While preparing for your fast, it is important to choose ahead of time what type of fast you will participate in. Not only will this help with making the necessary preparations to implement your plan, but as you commit to a specific fast ahead of time, and know how you’re going to do it, you will position yourself to finish strong.
Choosing your fasting plan is a very personal decision. We are all at different places in our walk with God and our spirituality should never be a cause for comparison or competition. There is nothing more “inherently spiritual” about one type of fast as opposed to another. Your personal fast should present a level of challenge to it, but know your body, know your options, and most importantly, seek God in prayer about this and follow what the Holy Spirit leads you to do. It’s also important to not let what you eat or do not eat become the focus of your fast. This is a time to disconnect enough with your regular patterns and habits in order to connect closer to God.
Listed below, are some options and variations of different types of fasts you can choose to engage in. As you read over the information provided here, please consider how it applies to your circumstances and convictions. Fasting does require reasonable precautions. If you have any health concerns, please consult your physician prior to beginning your fast – especially if you are taking medication, have a chronic condition, or if you are pregnant or nursing.
Specific Food or Activity Fast
This type of fast refers to omitting a specific item(s), activity or habit from your time of prayer and fasting. For example, you may choose to eliminate red meat, processed or fast food, or sweets. It could also involve fasting from an activity or habit, such as television watching, or social media.
Daniel FastThe Daniel fast is a great model to follow that proves to be extremely effective for spiritual focus, bodily discipline and purification in the body and soul. It is probably one of the most commonly referred to types of fasts, however within the term “Daniel Fast”, there is room for broad interpretation. In the book of Daniel, we find two different times where Daniel fasted, once in Daniel 1 and again in Daniel 10. Daniel 1 states that he ate vegetables and water, and in Daniel 10, while the passage does not give a specific list of foods that Daniel ate, it does state that Daniel ate no rich (or choice) foods as well as no meat or wine. So based on these two verses, we can see that either of these, or any variations in between constitutes a fast. Again, there is nothing “inherently spiritual” about one type of fast as opposed to another. It is important to seek God in prayer and follow what the Holy Spirit leads you to do.

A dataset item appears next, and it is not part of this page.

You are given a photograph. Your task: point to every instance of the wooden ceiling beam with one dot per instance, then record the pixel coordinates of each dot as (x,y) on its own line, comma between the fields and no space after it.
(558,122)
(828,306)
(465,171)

A juice fast is when no solid food is consumed and instead involves the intake of vegetable juices, fruit juices and water.

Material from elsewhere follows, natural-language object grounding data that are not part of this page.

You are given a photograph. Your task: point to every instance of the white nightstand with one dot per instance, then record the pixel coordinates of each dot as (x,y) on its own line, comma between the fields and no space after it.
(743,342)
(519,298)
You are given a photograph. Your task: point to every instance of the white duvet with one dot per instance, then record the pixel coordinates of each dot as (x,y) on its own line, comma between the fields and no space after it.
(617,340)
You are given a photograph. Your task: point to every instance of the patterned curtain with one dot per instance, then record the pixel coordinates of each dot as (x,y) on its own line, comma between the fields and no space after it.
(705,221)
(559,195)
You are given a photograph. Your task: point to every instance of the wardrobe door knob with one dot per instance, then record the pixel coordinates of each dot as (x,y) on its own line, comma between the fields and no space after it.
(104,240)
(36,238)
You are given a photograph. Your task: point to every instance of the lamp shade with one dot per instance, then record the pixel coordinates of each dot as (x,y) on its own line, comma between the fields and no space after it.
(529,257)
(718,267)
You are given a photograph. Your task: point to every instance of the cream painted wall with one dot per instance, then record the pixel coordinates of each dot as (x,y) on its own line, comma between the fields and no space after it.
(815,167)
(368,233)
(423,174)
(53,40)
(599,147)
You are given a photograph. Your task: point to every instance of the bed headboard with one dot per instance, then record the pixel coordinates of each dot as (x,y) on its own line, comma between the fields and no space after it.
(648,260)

A water fast is eating no foods and drinking no liquids except water for a period of time. Extreme precautions should be taken with a water fast and should be done under the direction supervision and monitoring of your physician.
A total fast is where nothing – neither liquid, solid food or even water is consumed for a period of time. We do not recommend total fasting as this can be very dangerous to your health. Attempting to go without water especially, for any period of time can be extremely harmful to the body.
Duration and Extent of Your Fast
The 21 day fasting period is intentionally designed to be flexible. As with choosing what type of fast you will be undertaking, it is important to also decide ahead of time how long you will be fasting and to what extent you will be fasting. Some people may choose to fast at one level all 21 days or culminate with a special 3 day fast at the end. Others choose to fast one week out of the 21 days, or even fast once or twice a week throughout the 21 day period. This is a personal decision and one that should be prayerfully considered.